The primary strength of the study is the inclusion in all countries of all COVID‐19 patients admitted to ICU, minimizing the risk of bias. Most Nordic countries used established databases that allowed prospective data collection, increasing the accuracy of the registries. The major weaknesses are our inability to pool datasets to allow direct comparisons between individual patient groups, and inconsistent inclusion and definition of variables, limiting direct comparisons between the countries. This should encourage a joint effort between the Nordic countries towards unifying the design of their ICU registries. This would facilitate direct comparisons between the Nordic countries and enable a common platform for research and quality improvement projects to benchmark, audit and improve Nordic ICU care. Finally, vaccination and novel strains of SARS‐CoV2 have substantially altered the dynamics of the pandemic and can impair the generalizability of the findings from this cohort onto recent and future outbreaks.
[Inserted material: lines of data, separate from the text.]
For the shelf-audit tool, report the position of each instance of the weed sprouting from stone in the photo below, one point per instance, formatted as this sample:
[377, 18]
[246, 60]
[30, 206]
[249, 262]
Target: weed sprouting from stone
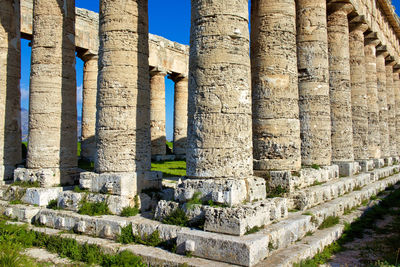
[177, 217]
[329, 222]
[53, 205]
[93, 208]
[253, 230]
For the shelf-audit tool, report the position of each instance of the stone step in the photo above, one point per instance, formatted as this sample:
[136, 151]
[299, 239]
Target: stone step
[151, 255]
[318, 194]
[248, 250]
[309, 246]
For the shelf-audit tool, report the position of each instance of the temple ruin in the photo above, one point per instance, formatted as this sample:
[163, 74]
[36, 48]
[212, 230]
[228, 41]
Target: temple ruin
[280, 128]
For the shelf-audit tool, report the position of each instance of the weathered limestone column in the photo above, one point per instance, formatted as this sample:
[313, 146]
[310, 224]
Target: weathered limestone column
[10, 74]
[219, 122]
[88, 142]
[313, 67]
[180, 115]
[359, 104]
[123, 98]
[276, 125]
[219, 154]
[339, 81]
[157, 112]
[383, 107]
[52, 111]
[396, 82]
[391, 106]
[374, 147]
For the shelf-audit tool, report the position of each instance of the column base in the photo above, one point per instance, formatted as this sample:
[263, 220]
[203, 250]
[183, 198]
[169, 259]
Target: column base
[180, 156]
[163, 157]
[290, 181]
[388, 161]
[366, 164]
[228, 191]
[379, 163]
[123, 184]
[348, 168]
[48, 177]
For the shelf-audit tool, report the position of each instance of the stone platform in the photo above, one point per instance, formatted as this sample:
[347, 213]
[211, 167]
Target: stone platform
[225, 236]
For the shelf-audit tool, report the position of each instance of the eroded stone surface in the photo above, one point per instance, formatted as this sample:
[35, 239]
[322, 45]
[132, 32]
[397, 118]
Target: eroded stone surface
[52, 107]
[219, 120]
[10, 74]
[276, 126]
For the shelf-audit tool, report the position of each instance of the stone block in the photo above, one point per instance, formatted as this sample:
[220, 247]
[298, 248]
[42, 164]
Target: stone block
[123, 184]
[165, 208]
[239, 220]
[46, 177]
[163, 157]
[223, 191]
[388, 161]
[41, 196]
[379, 163]
[71, 201]
[366, 165]
[348, 168]
[292, 181]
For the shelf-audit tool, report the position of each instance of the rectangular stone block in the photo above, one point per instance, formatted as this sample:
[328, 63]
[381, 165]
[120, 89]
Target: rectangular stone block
[238, 220]
[41, 196]
[366, 165]
[348, 168]
[223, 191]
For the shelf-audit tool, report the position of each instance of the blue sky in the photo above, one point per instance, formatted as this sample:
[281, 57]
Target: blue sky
[170, 19]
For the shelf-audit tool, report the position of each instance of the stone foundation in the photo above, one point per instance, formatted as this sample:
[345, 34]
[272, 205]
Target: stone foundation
[224, 191]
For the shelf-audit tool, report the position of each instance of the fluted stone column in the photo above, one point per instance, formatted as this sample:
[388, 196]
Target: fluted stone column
[340, 90]
[10, 74]
[374, 148]
[88, 142]
[52, 109]
[391, 107]
[276, 125]
[180, 115]
[219, 122]
[123, 99]
[313, 67]
[359, 103]
[157, 112]
[382, 102]
[396, 82]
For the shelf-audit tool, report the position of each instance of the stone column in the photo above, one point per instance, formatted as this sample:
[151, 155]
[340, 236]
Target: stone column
[339, 83]
[219, 154]
[219, 122]
[276, 125]
[52, 110]
[157, 113]
[391, 106]
[374, 149]
[10, 74]
[180, 115]
[88, 141]
[123, 98]
[359, 104]
[382, 102]
[396, 82]
[313, 67]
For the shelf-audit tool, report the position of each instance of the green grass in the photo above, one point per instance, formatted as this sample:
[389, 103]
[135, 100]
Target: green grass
[170, 168]
[177, 217]
[329, 222]
[93, 208]
[15, 238]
In conclusion, we report a robust but variable ICU response towards the first wave of COVID‐19 in the Nordic countries. Additionally, while ICU mortality was overall low, the outcomes of ICU patients with COVID‐19 in the Nordic countries varied substantially, likely reflecting differences in surge capacity and admission criteria. Future efforts should focus on unifying variable selection and definitions, to facilitate the merging of existing ICU registries and allow direct comparison of the Nordic ICU population to optimize their care.

PRIOR PRESENTATIONS

None.

ACCESS TO DATA AND DATA ANALYSIS

Representatives from each country listed in the author list had full access to the data for their individual countries and are responsible for the integrity of the data and the accuracy of the data analysis for their individual countries.

CONFLICT OF INTEREST

None.

Chew MS, Kattainen S, Haase N, et al. A descriptive study of the surge response and outcomes of ICU patients with COVID‐19 during first wave in Nordic countries. Acta Anaesthesiol Scand. 2022;66:56–64. doi: 10.1111/aas.13983

Funding information

NordForsk (Nordic COVID‐19 Activities), Finnish Society of Intensive Care.